At around 3:05, the buzz of anticipation by the spectators became hushed. There was an eerie silence as binoculars were trained on the flow of rolling water in the distance.

We strained our ears to hear the roar of rushing waves we knew would soon come crashing against the shore. Our eyes searched to glimpse the wild wall of force that would leave us wet and breathless.

At 3:10, a small trickle of brown water, barely visible, slowly edged its way down the river toward us with all the excitement of a stopped-up toilet. The five of us stared silently as the dribble lazily lapped the shore like a kitten with warm milk. I retained more water than that. The crowd was underwhelmed and stood staring like statues. It was a long time before anyone in our family spoke. About five thousand miles to be exact.

In the fall, the kids used the travel trailer to entertain sleepovers. But for the most part, after the Canadian trip, it occupied a space between the garbage cans and the garage. The For Sale sign in the rear window was as aggressive as we got.

One day that winter, a young serviceman and his wife knocked at the door and asked to see it. He was stationed nearby and needed low-cost housing they could park near the base. As our husbands kicked the tires, I showed the young bride the inside of the trailer. When I finished, she said quietly, “The sink seems rather small.”

“Not really,” I said. “It seats one real comfortably.”

“How do you know that?” she asked.

“Do you use the refrigerator a lot?”

She hesitated. “Not a whole lot.”

“Then it isn't important.” I smiled.

By the time she rushed to her husband's side, it was too late. The check was in my husband's hand.

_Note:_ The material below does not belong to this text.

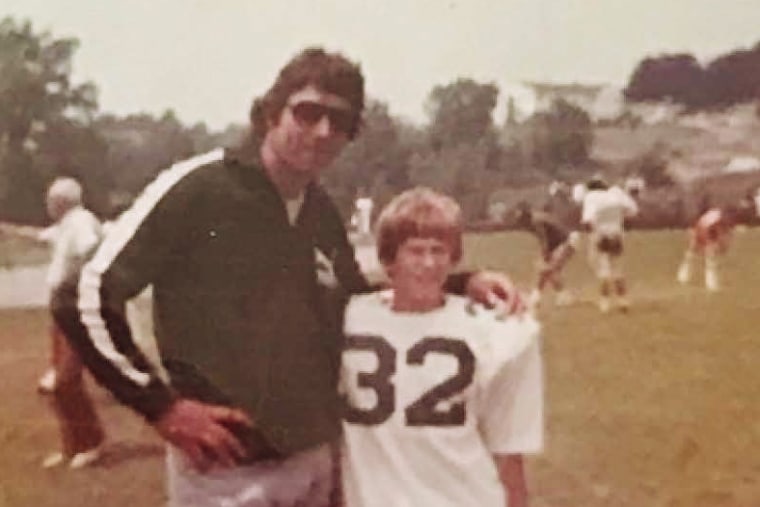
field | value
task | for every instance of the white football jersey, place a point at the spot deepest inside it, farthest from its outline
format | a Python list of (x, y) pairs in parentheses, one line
[(430, 397), (605, 210)]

During the rest of that winter, I thought a lot about our first attempt at “quality time.” Was it possible there were vacations where you didn't have to carry your own toilet paper and dispose of your own waste? Somewhere was there a wonderland where nightlife was more than a ranger picking his teeth with a matchbook cover and showing slides of “The Birth of a Bog”?

Some of our friends had actually gone on trips where they didn't have to cut up everyone's meat or listen to a car radio that made their teeth swell. They visited a world where crying children belonged to someone else, and when they stretched out their arms on the back seat to relax, someone didn't put wads of chewing gum in their hands.

That's the world I wanted to explore.

 

 

 

 

 

"Honey, I Just Ditched

the Kids"

 

When my children get their own literary agent (and it is only a matter of time), the first chapter in their Dearest book will record this moment in great detail.

They will describe how they sat on the edge of the bed watching Mommy and Daddy pack for a twenty-one-day European Getaway.

As they fight back tears of rejection, they will reflect on how they were left behind with nothing but $5,000 worth of toys, a $2,000 entertainment center, enough soft drinks to launch the QE2, color-coordinated menus, and an overpriced babysitter who would hover over them like security in a Loehmann's dressing room. They will tell of how their mother traveled twelve thousand miles with a blowfish balanced between her knees to buy their affection back. Their book will inspire tabloid headlines: my dad was too busy to bond.